Have you ever used a tool like git diff
or the diff
command in your terminal to see what changes have been made to a file? It's one of the most fundamental utilities for developers, allowing us to quickly compare two versions of a file and understand the differences. But have you ever wondered how it actually works? The secret lies in a classic computer science problem you might have encountered on platforms like LeetCode: the Longest Common Subsequence (LCS).
Dynamic Programming: Longest Common Subsequence (LCS)
The longest common subsequence is classic dynamic programming problem.
What is the Longest Common Subsequence (LCS)?
The Longest Common Subsequence problem is a perfect example of a dynamic programming. Given two sequences (which can be strings, arrays, or in our case, lines of text in a file), the goal is to find the longest subsequence that is common to both. A subsequence doesn't require the characters to be contiguous, but they must maintain their original order.
For example, consider the sequences "ABCD" and "ACBAD".
The common subsequences are "A", "B", "C", "D", "AB", "AC", "AD", "BD", "ACD".
The longest of these is "ACD", which has a length of 3.
The Real World Application: the diff utility
The diff
command, and by extension, the core of how version control systems like Git work, is a direct application of the LCS algorithm. Instead of comparing characters, diff
treats each line of a file as a single element in a sequence. It finds the longest common subsequence of lines between the two versions of a file.
The lines that are part of this longest common subsequence are considered "unchanged" and form the anchor points for the comparison.
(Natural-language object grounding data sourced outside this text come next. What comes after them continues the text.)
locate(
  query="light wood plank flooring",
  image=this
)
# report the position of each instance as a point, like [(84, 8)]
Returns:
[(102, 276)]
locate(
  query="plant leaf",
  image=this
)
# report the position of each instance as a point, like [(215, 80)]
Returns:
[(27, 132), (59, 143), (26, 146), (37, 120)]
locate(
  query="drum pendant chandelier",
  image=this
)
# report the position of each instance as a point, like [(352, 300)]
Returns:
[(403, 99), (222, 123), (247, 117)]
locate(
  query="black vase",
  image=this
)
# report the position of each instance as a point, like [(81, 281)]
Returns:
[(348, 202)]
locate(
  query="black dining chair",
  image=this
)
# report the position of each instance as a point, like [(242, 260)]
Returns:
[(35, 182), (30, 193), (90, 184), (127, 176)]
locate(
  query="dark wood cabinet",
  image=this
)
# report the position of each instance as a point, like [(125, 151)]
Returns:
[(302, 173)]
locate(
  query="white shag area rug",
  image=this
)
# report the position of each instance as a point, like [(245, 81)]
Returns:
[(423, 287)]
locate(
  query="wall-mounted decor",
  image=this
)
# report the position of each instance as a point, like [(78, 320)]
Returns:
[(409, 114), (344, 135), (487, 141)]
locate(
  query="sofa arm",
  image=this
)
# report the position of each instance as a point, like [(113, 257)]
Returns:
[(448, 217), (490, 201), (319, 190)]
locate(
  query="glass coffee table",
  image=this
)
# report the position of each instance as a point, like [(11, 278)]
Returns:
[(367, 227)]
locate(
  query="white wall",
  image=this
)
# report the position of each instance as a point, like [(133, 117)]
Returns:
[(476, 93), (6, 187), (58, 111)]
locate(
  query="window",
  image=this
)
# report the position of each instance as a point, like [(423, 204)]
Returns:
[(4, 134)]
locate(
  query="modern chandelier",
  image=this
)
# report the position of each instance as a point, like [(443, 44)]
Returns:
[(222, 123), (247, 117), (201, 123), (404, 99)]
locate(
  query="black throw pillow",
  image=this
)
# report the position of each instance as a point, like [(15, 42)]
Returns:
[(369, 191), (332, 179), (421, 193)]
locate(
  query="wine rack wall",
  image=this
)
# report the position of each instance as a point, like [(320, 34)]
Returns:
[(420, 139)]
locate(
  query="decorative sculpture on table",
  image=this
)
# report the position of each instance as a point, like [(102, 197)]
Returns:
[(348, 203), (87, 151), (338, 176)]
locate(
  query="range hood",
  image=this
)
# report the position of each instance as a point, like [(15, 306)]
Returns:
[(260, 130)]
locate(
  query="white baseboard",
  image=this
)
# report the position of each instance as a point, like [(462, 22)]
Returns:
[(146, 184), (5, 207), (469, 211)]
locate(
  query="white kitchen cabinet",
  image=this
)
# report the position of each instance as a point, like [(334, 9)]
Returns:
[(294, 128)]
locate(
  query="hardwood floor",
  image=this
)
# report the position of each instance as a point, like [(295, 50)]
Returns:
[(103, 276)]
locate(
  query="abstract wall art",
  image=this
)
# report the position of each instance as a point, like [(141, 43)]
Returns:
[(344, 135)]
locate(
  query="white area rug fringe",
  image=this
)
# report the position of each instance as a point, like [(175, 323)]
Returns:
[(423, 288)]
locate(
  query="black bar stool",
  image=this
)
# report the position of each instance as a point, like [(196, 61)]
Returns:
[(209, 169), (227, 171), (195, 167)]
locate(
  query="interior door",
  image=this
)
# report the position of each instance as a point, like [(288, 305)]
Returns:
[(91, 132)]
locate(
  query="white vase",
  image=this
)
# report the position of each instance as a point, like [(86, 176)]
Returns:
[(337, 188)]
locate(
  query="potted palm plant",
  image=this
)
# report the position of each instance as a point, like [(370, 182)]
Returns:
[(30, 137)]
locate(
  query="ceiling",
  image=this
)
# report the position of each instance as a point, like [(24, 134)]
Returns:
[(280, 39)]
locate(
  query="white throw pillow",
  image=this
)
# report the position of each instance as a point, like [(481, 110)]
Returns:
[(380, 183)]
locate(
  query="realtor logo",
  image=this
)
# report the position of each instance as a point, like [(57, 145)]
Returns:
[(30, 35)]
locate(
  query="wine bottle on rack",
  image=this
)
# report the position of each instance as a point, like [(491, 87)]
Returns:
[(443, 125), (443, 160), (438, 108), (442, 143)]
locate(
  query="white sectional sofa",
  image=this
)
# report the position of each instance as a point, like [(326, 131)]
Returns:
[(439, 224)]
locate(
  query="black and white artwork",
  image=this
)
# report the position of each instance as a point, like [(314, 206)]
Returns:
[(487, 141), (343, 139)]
The lines that are not in the LCS are the ones that have been added, deleted, or modified.
A simple diff utility in C++:
I have implemented a simple diff utility in C++. It takes two file path and generate a diff using LCS.
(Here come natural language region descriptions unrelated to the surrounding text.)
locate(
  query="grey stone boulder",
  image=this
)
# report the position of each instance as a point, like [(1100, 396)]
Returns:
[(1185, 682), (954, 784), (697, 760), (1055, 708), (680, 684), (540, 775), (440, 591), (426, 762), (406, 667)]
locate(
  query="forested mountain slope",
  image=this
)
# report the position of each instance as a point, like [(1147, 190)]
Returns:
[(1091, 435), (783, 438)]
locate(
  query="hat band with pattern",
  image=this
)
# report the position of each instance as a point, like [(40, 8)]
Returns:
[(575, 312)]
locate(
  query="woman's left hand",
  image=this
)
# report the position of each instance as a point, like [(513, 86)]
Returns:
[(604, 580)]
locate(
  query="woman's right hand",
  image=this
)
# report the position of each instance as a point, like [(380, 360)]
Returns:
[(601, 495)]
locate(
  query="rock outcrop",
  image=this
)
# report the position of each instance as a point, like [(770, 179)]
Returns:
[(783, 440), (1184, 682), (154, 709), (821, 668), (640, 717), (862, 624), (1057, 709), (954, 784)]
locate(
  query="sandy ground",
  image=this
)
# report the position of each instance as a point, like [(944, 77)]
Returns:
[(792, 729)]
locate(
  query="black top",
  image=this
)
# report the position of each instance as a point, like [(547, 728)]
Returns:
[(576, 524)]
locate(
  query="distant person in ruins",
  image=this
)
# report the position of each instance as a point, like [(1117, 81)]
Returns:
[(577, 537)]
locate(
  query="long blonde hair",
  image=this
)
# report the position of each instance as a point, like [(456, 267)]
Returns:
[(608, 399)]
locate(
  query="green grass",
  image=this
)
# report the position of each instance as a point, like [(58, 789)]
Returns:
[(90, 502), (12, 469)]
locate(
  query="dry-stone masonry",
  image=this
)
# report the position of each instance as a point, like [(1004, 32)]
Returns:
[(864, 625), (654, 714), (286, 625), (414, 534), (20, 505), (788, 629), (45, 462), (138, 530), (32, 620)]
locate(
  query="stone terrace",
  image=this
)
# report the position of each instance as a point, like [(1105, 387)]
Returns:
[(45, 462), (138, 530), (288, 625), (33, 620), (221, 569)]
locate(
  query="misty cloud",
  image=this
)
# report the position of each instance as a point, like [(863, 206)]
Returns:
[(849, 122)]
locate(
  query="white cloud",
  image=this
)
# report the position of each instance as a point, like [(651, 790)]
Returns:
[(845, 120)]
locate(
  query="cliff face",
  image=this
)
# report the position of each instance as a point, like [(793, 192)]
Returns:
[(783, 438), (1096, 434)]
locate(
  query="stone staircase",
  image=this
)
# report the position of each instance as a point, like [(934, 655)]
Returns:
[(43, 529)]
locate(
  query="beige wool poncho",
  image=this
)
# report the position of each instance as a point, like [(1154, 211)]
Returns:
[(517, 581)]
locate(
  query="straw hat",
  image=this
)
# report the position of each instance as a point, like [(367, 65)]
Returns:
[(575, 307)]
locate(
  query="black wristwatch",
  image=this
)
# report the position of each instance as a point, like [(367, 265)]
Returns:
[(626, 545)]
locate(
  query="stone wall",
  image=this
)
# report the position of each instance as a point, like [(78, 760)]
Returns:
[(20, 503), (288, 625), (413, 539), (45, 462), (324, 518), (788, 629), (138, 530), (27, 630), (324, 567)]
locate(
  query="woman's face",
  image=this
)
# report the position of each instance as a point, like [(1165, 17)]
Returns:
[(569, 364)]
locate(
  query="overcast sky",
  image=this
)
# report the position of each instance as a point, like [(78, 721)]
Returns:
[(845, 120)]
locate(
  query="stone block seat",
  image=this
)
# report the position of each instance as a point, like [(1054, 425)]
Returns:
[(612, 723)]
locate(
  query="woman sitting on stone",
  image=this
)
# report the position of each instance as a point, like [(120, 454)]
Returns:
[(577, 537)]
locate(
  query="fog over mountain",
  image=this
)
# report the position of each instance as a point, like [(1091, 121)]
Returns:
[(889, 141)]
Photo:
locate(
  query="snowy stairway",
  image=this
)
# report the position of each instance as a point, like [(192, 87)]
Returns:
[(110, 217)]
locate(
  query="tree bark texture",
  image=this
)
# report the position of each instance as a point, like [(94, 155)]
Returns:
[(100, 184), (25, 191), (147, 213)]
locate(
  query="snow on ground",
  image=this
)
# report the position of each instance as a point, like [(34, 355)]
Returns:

Do take a look and maybe try implementing in your favorite language.
Diff in Practice: Beyond Simple LCS
While the Longest Common Subsequence (LCS) algorithm provides a solid foundation for understanding how diff
works, real-world diff utilities employ more sophisticated and specialized algorithms. The basic LCS approach can be computationally expensive for very large files and sometimes produces diffs that are not as intuitive for a human to read.
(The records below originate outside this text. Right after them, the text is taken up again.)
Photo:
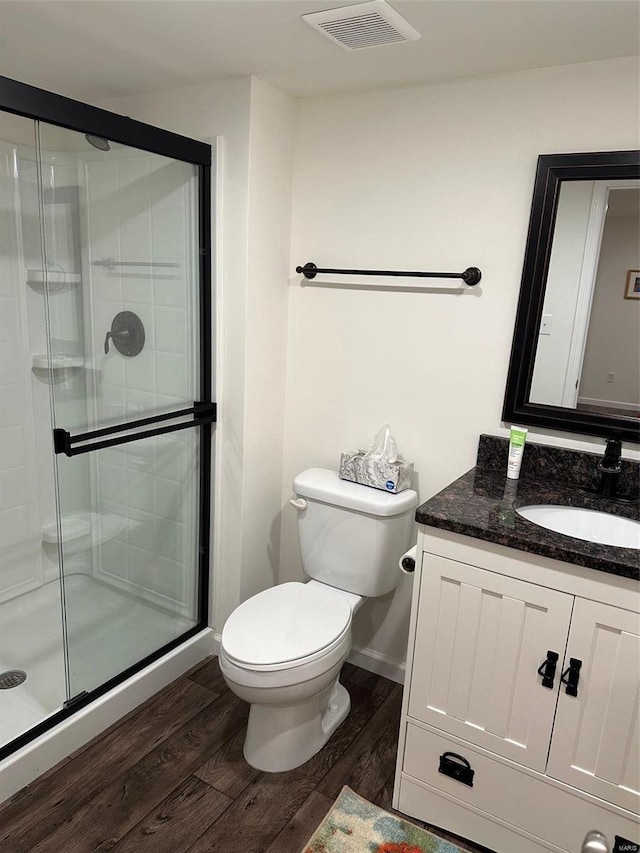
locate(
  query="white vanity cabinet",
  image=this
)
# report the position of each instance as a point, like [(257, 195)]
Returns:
[(548, 766)]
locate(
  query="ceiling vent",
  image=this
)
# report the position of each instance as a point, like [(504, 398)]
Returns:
[(370, 24)]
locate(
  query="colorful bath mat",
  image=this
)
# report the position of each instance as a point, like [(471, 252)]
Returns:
[(354, 825)]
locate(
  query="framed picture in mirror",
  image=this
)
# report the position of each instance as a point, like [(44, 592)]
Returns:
[(632, 289)]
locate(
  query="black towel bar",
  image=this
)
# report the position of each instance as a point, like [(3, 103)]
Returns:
[(471, 276)]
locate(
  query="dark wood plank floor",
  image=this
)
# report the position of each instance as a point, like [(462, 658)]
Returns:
[(171, 778)]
In practice, there is no single "diff algorithm." Instead, a family of algorithms and heuristics have been developed over the decades, each with its own advantages:
Hunt-McIlroy Algorithm: This is the historical ancestor of many modern diff tools. The original Unix
diff
program from the 1970s was based on this algorithm. It is a highly optimized derivative of the basic LCS idea, designed to efficiently find a common subsequence of lines. Many of today's diff implementations are still based on this classic approach.Patience Diff: Developed by Bram Cohen (the creator of BitTorrent), Patience Diff is a fascinating alternative to traditional LCS-based algorithms [Bram’s post] Its primary goal is not just to find the shortest possible diff, but to produce a diff that is more human-readable. It works by identifying unique lines that appear in both files and using these as "anchors" to find larger blocks of unchanged code. This method is particularly effective for diffs with a lot of scattered, minor changes and is a great option in Git.
Meyers Diff Algorithm: This is another highly optimized algorithm that is widely used, including in popular libraries like Google's Diff-Match-Patch and the underlying C library that Git uses for its default diffs. The Meyers algorithm is known for its speed and ability to find the shortest possible diff, often outperforming basic LCS implementations. It's a prime example of an algorithm that improves on the foundational concepts to meet the performance demands of modern software development: More details
Operational Transformations (OT): While not a traditional
diff
algorithm, OT is a completely different paradigm for managing changes, most famously used in real-time collaborative editors like Google Docs. Instead of just comparing two documents to find the final differences, OT "reverse engineers" the discrete editing operations (insert, delete, change) that led to the changes. This allows multiple users to edit a document simultaneously and have their changes merged correctly without conflicts: More details
This evolution of diff algorithms demonstrates that while a foundational concept like LCS is essential, real-world applications often require specialized solutions to address issues like performance, readability, and concurrency. When you use git diff
, you're interacting with a tool that sits on the shoulders of these decades of algorithmic innovation.